In fact, the same lab also developed a similar solution during the first months of the pandemic.

“As soon as we see a need in the healthcare market, we get down to work. In recent weeks we have seen an unusual interest in buying measles kits from different countries, although we do not know to what extent it can be related, "says the leader of a company that exports its medical solutions to Europe, America and Asia.

“We suspect that the symptoms, being very similar in the first phase of the infection due to the appearance of spots on the skin before they become pustules, may have been confused. But it is just that, a suspicion », he points out.
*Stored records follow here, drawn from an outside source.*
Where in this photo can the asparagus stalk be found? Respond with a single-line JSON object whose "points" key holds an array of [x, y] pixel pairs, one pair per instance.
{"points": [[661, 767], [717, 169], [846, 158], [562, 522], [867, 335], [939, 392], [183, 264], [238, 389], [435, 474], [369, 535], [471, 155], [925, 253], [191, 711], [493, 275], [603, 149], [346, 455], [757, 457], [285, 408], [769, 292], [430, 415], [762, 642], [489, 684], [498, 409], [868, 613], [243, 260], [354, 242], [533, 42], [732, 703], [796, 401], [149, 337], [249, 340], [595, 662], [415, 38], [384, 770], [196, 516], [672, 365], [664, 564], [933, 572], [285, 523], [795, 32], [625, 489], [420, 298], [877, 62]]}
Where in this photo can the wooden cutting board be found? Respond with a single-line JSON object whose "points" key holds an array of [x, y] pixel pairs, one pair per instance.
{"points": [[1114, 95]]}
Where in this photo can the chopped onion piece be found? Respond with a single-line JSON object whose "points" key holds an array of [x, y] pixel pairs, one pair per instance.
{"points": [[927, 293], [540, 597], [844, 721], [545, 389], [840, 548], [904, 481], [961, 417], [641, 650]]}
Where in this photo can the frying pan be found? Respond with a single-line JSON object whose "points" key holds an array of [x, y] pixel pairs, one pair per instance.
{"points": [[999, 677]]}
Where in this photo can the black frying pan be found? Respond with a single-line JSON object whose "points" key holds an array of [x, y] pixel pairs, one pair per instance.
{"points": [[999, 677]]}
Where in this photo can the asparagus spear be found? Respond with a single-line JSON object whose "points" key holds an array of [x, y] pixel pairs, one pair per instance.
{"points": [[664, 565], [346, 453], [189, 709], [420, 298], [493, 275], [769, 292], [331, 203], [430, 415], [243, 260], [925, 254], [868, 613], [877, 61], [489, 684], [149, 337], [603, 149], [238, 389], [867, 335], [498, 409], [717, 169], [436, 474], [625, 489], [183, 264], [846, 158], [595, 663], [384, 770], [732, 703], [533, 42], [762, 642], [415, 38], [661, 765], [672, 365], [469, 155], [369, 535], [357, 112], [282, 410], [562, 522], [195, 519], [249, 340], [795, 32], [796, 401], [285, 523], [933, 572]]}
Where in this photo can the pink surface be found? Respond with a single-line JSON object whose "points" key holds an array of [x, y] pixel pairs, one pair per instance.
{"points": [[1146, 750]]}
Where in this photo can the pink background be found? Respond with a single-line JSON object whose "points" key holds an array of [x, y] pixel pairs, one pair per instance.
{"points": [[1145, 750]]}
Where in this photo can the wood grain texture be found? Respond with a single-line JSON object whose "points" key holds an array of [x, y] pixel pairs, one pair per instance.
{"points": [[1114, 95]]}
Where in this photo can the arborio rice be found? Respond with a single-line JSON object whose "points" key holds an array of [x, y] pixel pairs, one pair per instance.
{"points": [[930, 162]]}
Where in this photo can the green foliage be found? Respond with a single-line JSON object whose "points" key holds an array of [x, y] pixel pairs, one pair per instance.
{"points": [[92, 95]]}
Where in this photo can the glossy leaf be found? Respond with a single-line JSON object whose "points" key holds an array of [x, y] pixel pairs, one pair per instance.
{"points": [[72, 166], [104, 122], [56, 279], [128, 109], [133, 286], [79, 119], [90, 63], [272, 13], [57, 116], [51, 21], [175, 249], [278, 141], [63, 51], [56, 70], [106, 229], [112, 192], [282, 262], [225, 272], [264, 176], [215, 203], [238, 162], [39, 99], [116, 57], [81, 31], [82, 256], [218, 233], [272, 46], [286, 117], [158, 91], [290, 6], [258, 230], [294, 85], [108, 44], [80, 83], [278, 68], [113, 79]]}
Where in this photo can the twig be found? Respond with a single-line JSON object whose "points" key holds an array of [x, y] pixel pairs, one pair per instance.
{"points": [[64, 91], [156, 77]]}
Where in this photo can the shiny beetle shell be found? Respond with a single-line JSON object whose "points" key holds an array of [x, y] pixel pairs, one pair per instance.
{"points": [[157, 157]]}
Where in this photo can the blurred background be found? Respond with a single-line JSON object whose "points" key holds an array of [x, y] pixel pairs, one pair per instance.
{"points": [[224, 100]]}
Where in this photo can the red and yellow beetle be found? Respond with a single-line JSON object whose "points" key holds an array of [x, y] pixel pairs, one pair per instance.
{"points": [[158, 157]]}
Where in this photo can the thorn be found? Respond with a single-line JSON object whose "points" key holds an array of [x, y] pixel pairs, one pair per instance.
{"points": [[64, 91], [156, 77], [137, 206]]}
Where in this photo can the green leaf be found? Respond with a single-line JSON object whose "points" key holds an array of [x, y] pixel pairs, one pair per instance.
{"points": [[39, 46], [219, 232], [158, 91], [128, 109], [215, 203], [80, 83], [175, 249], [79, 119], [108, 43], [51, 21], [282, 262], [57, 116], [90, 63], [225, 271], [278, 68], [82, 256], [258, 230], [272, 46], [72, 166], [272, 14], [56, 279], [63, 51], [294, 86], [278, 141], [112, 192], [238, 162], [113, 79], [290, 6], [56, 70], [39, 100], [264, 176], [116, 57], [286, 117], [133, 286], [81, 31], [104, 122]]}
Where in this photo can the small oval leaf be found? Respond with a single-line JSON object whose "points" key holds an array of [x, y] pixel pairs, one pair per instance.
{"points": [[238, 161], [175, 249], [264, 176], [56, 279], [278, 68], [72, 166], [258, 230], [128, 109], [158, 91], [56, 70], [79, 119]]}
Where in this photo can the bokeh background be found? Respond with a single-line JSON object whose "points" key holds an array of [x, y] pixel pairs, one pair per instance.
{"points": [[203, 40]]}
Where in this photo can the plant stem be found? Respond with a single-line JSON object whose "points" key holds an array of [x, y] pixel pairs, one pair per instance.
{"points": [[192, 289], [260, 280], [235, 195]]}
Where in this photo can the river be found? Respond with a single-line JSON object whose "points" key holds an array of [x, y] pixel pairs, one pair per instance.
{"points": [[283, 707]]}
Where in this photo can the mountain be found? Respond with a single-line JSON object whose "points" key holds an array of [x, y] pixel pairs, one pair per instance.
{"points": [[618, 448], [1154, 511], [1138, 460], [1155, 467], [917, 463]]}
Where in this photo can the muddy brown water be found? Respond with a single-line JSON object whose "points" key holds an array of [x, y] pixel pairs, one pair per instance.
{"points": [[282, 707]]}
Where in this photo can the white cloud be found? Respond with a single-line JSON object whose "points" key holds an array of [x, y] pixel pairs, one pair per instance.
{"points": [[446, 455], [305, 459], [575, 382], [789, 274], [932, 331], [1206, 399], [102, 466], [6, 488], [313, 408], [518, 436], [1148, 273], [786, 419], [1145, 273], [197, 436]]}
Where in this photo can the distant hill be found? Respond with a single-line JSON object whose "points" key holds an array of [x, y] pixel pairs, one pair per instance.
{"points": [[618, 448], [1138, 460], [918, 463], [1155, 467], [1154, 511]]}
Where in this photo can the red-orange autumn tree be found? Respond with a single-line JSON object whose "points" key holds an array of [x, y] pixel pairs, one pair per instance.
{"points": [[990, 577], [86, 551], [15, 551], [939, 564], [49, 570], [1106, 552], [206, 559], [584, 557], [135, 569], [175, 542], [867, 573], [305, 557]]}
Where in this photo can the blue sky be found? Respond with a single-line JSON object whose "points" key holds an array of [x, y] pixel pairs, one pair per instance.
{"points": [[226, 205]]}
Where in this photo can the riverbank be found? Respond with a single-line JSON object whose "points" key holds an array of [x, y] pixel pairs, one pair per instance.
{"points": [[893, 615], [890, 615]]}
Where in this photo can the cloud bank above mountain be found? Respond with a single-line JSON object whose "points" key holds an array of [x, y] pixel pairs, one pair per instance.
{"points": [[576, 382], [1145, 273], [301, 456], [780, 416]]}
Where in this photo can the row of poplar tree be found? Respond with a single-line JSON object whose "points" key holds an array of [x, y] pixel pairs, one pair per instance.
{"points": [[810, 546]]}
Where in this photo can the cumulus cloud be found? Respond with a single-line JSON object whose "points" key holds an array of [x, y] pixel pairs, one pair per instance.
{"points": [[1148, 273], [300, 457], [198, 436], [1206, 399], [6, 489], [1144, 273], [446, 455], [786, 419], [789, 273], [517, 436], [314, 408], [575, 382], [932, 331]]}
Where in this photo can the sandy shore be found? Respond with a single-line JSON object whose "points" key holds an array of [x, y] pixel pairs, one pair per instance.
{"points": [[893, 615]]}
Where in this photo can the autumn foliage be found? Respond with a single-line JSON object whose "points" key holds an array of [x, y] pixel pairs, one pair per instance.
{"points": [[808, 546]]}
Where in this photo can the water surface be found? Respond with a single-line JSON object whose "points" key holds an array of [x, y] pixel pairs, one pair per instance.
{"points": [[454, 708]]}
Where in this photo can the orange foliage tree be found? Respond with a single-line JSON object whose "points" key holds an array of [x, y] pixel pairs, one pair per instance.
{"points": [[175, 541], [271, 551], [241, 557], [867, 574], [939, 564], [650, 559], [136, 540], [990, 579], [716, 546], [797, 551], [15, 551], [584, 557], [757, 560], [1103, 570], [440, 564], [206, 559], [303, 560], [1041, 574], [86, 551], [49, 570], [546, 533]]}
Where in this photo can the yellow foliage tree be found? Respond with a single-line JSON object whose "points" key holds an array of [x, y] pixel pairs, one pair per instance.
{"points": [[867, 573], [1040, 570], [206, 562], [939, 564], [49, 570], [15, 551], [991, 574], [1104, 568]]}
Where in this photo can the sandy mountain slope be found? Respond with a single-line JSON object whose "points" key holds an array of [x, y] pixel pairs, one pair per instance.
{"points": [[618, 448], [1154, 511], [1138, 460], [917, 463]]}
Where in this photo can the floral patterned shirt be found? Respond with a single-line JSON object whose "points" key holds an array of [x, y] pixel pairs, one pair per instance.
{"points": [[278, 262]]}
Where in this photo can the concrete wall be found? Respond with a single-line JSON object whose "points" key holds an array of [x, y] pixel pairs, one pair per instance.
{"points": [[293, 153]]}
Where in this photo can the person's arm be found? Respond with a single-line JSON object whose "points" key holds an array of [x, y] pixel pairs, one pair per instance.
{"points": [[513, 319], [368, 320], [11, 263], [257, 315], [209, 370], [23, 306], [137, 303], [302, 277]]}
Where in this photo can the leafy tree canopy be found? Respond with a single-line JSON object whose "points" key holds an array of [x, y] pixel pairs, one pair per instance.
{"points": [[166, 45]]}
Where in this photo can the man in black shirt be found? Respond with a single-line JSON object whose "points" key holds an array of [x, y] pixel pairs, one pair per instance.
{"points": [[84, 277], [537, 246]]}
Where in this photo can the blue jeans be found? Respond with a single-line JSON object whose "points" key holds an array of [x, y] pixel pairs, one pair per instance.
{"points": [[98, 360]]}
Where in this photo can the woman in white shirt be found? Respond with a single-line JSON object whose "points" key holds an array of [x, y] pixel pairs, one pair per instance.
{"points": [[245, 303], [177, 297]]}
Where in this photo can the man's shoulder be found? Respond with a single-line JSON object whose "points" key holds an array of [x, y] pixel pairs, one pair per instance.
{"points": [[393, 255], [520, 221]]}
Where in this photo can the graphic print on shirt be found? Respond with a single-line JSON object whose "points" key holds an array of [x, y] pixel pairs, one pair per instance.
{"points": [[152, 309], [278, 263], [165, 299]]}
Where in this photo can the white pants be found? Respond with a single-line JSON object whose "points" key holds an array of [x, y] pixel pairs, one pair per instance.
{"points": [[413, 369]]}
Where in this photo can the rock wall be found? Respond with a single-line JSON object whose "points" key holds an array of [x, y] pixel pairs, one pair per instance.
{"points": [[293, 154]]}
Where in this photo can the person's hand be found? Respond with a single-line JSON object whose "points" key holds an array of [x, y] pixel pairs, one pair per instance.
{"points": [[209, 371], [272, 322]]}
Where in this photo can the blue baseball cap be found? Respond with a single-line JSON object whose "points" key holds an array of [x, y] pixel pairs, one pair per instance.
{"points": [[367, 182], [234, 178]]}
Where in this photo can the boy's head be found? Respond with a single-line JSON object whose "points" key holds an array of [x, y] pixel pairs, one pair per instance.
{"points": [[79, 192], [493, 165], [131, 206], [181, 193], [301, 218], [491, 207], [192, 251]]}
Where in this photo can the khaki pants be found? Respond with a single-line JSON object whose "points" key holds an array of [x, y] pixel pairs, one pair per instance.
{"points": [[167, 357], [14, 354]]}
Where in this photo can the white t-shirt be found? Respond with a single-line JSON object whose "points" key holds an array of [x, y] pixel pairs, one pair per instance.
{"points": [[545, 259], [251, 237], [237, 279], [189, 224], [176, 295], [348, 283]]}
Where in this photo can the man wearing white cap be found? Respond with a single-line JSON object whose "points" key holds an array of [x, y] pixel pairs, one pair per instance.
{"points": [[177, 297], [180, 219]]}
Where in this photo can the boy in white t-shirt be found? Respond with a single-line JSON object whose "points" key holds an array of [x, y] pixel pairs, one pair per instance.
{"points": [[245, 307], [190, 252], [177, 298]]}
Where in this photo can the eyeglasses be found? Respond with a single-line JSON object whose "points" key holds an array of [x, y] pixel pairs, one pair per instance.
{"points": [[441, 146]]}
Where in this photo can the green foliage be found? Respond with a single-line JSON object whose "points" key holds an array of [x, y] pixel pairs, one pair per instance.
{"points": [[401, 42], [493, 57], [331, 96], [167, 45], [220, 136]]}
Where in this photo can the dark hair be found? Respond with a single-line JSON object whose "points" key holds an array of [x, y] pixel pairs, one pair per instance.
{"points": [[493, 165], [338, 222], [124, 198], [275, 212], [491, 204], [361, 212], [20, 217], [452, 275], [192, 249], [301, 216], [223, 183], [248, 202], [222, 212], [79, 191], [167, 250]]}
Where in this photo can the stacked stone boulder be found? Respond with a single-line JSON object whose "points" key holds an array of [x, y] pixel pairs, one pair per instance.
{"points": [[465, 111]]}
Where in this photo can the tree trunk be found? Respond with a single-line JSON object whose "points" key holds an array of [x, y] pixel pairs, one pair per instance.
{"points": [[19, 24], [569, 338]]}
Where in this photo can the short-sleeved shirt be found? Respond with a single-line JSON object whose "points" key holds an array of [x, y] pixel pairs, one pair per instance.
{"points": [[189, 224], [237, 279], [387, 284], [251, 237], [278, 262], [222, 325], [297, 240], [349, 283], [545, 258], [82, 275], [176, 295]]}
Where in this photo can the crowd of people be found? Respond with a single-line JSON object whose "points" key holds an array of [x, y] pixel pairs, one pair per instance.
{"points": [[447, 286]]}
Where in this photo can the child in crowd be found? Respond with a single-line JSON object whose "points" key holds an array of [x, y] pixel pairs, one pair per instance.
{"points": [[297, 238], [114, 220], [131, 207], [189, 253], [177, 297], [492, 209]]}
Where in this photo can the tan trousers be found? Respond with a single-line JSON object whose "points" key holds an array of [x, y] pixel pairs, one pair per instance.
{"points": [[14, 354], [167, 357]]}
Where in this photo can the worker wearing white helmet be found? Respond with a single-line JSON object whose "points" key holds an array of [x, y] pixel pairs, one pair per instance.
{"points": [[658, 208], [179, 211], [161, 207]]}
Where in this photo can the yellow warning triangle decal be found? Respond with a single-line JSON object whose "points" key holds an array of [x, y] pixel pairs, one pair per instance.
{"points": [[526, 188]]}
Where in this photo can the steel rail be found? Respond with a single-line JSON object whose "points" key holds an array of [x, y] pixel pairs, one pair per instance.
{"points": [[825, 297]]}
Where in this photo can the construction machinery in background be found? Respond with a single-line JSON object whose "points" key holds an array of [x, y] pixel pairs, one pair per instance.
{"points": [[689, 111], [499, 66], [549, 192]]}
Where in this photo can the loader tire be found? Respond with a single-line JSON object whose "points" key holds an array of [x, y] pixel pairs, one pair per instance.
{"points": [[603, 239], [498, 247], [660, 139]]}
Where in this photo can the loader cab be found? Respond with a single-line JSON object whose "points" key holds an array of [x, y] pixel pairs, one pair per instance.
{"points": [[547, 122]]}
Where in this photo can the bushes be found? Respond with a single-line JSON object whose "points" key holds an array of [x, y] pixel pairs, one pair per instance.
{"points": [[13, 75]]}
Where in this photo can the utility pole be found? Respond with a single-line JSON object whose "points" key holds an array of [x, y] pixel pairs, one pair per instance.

Regarding the possibility of this disease spreading among the population, this doctor in Molecular Biology, who is also president of the Spanish Society for Molecular Diagnosis, maintains that, despite the fact that there are transmission routes beyond the air - skin contact with skin, for example-, "does not mean that it is as easy to transmit as the coronavirus, which had a brutal viral load." "Nobody has a crystal ball, but I don't think we have reason to generate a social alarm," Arroyo stresses.